CPU Performance: SPEC2006

SPEC2006 has been a natural goal to aim for as a keystone analysis benchmark as it’s a respected industry standard benchmark that even silicon vendors use for architecture analysis and development. As we saw SPEC2017 released last year SPEC2006 is getting officially retired on January 9th, a funny coincidence as we now finally start using it.

As Android SoCs improve in power efficiency and performance it’s now becoming more practical to use SPEC2006 on consumer smartphones. The main concerns of the past were memory usage for subtests such as MCF, but more importantly sheer test runtimes for battery powered devices. For a couple of weeks I’ve been busy in porting over SPEC2006 to a custom Android application harness.

The results are quite remarkable as we see both the generational performance as well as efficiency improvements from the various Android SoC vendors. The Kirin 970 in particular closes in on the efficiency of the Snapdragon 835, leapfrogging the Kirin 960 and Exynos SoCs. We also see a non-improvement in absolute performance as the Kirin 970 showcases a slight performance degradation over the Kirin 960 – with all SoC vendors showing just meagre performance gains over the past generation.

Going Into The Details

Our new SPEC2006 harness is compiled using the official Android NDK. For this article the NDK version used in r16rc1 and Clang/LLVM were used as the compilers with just the –Ofast optimization flags (alongside applicable test portability flags). Clang was chosen over of GCC because Google has deprecated GCC in the NDK toolchain and will be removing the compiler altogether in 2018, making it unlikely that we’ll revisit GCC results in the future. It should be noted that in my testing GCC 4.9 still produced faster code in some SPEC subtests when compared to Clang. Nevertheless the choice of Clang should in the future also facilitate better Androids-to-Apples comparisons in the future. While there are arguments that SPEC scores should be published with the best compiler flags for each architecture I wanted a more apples-to-apples approach using identical binaries (Which is also what we expect to see distributed among real applications). As such for this article the I’ve chosen to pass to the compiler the –mcpu=cortex-a53 flag as it gave the best average overall score among all tested CPUs. The only exception was the Exynos M2 which profited from an additional 14% performance boost in perlbench when compiled with its corresponding CPU architecture target flag.

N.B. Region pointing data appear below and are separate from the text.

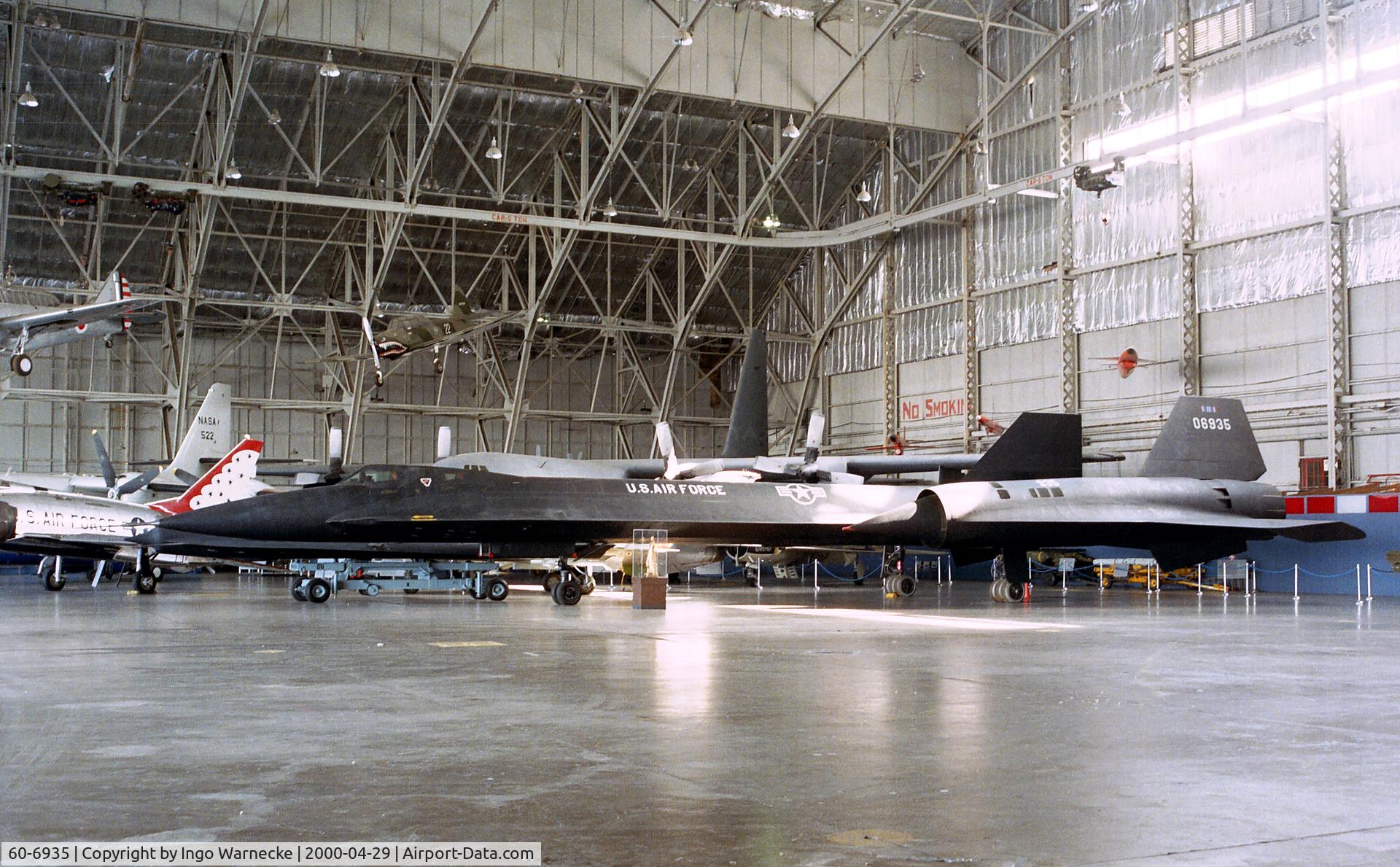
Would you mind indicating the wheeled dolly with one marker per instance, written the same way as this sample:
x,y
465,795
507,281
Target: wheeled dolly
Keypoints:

As the following SPEC scores are not submitted to the SPEC website we have to disclose that they represent only estimated values and thus are not officially validated submissions.

Alongside the full suite for CINT2006 we are also running the C/C++ subtests of CFP2006. Unfortunately 10 out of the 17 tests in the CFP2006 suite are written in Fortran and can only be compiled with hardship with GCC on Android and the NDK Clang lacks a Fortran front-end.

As an overview of the various run subtests, here are the various application areas and descriptions as listed on the official SPEC website:

SPEC2006 C/C++ Benchmarks
Suite Benchmark Application Area Description
SPECint2006

(Complete Suite)
400.perlbench Programming Language Derived from Perl V5.8.7. The workload includes SpamAssassin, MHonArc (an email indexer), and specdiff (SPEC's tool that checks benchmark outputs).
401.bzip2 Compression Julian Seward's bzip2 version 1.0.3, modified to do most work in memory, rather than doing I/O.
403.gcc C Compiler Based on gcc Version 3.2, generates code for Opteron.
429.mcf Combinatorial Optimization Vehicle scheduling. Uses a network simplex algorithm (which is also used in commercial products) to schedule public transport.
445.gobmk Artificial Intelligence: Go Plays the game of Go, a simply described but deeply complex game.
456.hmmer Search Gene Sequence Protein sequence analysis using profile hidden Markov models (profile HMMs)
458.sjeng Artificial Intelligence: chess A highly-ranked chess program that also plays several chess variants.
462.libquantum Physics / Quantum Computing Simulates a quantum computer, running Shor's polynomial-time factorization algorithm.
464.h264ref Video Compression A reference implementation of H.264/AVC, encodes a videostream using 2 parameter sets. The H.264/AVC standard is expected to replace MPEG2
471.omnetpp Discrete Event Simulation Uses the OMNet++ discrete event simulator to model a large Ethernet campus network.
473.astar Path-finding Algorithms Pathfinding library for 2D maps, including the well known A* algorithm.
483.xalancbmk XML Processing A modified version of Xalan-C++, which transforms XML documents to other document types.
SPECfp2006

(C/C++ Subtests)
433.milc Physics / Quantum Chromodynamics A gauge field generating program for lattice gauge theory programs with dynamical quarks.
444.namd Biology / Molecular Dynamics Simulates large biomolecular systems. The test case has 92,224 atoms of apolipoprotein A-I.
447.dealII Finite Element Analysis deal.II is a C++ program library targeted at adaptive finite elements and error estimation. The testcase solves a Helmholtz-type equation with non-constant coefficients.
450.soplex Linear Programming, Optimization Solves a linear program using a simplex algorithm and sparse linear algebra. Test cases include railroad planning and military airlift models.
453.povray Image Ray-tracing Image rendering. The testcase is a 1280x1024 anti-aliased image of a landscape with some abstract objects with textures using a Perlin noise function.
470.lbm Fluid Dynamics Implements the "Lattice-Boltzmann Method" to simulate incompressible fluids in 3D
482.sphinx3 Speech recognition A widely-known speech recognition system from Carnegie Mellon University

It’s important to note one extremely distinguishing aspect of SPEC CPU versus other CPU benchmarks such as GeekBench: it’s not just a CPU benchmark, but rather a system benchmark. While benchmarks such as GeekBench serve as a good quick view of basic workloads, the vastly greater workload and codebase size of SPEC CPU stresses the memory subsystem to a much greater degree. To demonstrate this we can see the individual subtest performance differences when solely limiting the memory controller frequency, in this case on the Mate 10 Pro with the Kirin 970.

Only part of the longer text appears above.